I listened to a really interesting panel on C-SPAN over the weekend on their Book TV programming. From the U.S. Army Command and General Staff College in Fort Leavenworth, Kansas, a panel of authors gathered to speak to an auditorium filled with Army staff and military men about the books they each recently wrote. The subjects were varied but the connecting thread was the need for a larger, professional military. A military that encourages its ranks to make the commitment a career. This was particularly timely as it was Memorial Day weekend and the GI benefits legislation had been bantered about in the Senate last week.
This being an election year, and Senator Jim Webb, (D-VA), a Vietnam veteran with a son in the Marines (like McCain) and grand visions of furthering his political capital by playing to his strength, was chosen to push through a bill of extending benefits for veterans. No problem with that, I personally feel we can't give them enough, but the process would have been honest if the competing bill had not been blocked by Harry Reid, Majority Leader, and not allowed to be voted on.

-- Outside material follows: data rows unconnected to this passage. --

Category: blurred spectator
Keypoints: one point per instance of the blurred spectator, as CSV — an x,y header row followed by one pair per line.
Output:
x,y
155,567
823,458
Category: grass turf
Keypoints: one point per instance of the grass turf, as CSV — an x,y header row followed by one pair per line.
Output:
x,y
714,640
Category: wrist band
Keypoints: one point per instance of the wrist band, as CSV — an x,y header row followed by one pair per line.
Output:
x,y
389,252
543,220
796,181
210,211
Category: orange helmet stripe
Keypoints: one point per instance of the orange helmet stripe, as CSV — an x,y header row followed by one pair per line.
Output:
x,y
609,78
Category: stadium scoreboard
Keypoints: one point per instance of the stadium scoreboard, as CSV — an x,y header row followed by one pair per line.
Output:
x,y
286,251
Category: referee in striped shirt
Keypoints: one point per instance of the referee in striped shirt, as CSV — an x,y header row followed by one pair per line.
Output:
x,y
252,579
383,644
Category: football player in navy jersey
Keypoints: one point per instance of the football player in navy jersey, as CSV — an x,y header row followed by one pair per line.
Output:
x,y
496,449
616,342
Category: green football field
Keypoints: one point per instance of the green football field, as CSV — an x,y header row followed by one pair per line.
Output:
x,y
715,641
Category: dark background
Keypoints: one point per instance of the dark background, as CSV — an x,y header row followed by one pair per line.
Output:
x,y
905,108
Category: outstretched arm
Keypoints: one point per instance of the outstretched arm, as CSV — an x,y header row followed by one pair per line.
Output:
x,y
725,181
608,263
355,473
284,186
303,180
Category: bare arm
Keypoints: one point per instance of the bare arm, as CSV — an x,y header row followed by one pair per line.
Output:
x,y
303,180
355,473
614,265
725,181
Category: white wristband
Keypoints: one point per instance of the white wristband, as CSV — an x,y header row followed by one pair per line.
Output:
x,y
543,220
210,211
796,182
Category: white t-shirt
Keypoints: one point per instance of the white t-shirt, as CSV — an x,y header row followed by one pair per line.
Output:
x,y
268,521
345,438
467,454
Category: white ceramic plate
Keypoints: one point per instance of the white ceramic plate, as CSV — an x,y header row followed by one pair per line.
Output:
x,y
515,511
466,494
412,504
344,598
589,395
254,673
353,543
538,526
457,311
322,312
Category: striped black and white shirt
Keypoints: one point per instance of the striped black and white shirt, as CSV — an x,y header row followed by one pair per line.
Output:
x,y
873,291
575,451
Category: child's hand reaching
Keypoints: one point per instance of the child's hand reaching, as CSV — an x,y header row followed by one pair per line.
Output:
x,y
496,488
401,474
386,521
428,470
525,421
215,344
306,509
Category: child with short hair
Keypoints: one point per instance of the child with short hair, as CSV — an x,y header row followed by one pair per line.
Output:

Why? Because McCain was a sponsor of the legislation. The Graham-Burr-McCain was not given a vote on the floor. The Democrats, who promised 'bi-partisanship' and allowing opposition votes once they took over in 2007, lied again. Just like their candidate currently ahead in the Democrat nomination process. He has no history of bi-partisanship either, though he promises it on the stump.
The biggest perk to the Graham-Burr-McCain bill was the ability for the veteran to transfer educational benefits to a spouse or child. As candidate Obama was pandering to an audience with veterans included, on Memorial Day weekend, he said Saturday in Puerto Rico, "I don't understand why John McCain would side with George Bush and oppose our plan to make college more affordable for our veterans. George Bush and John McCain may think our plan is too generous. I could not disagree more." The Democrat talking points are to link Bush and McCain in as many sentences as possible and to do the meany Republican thing. How original for the candidate of change.
The point Obama misses is that the Graham-Burr-McCain bill is more efficient and actually includes a major benefit that the veterans cry out for. As military families move from base to base so frequently, the spouses hoping to continue and finish college are unable to afford the tuition and aren't in one location long enough to meet residence requirements for federal grants. This has been a problem forever and there was actually a chance to fix the problem. It's a shame.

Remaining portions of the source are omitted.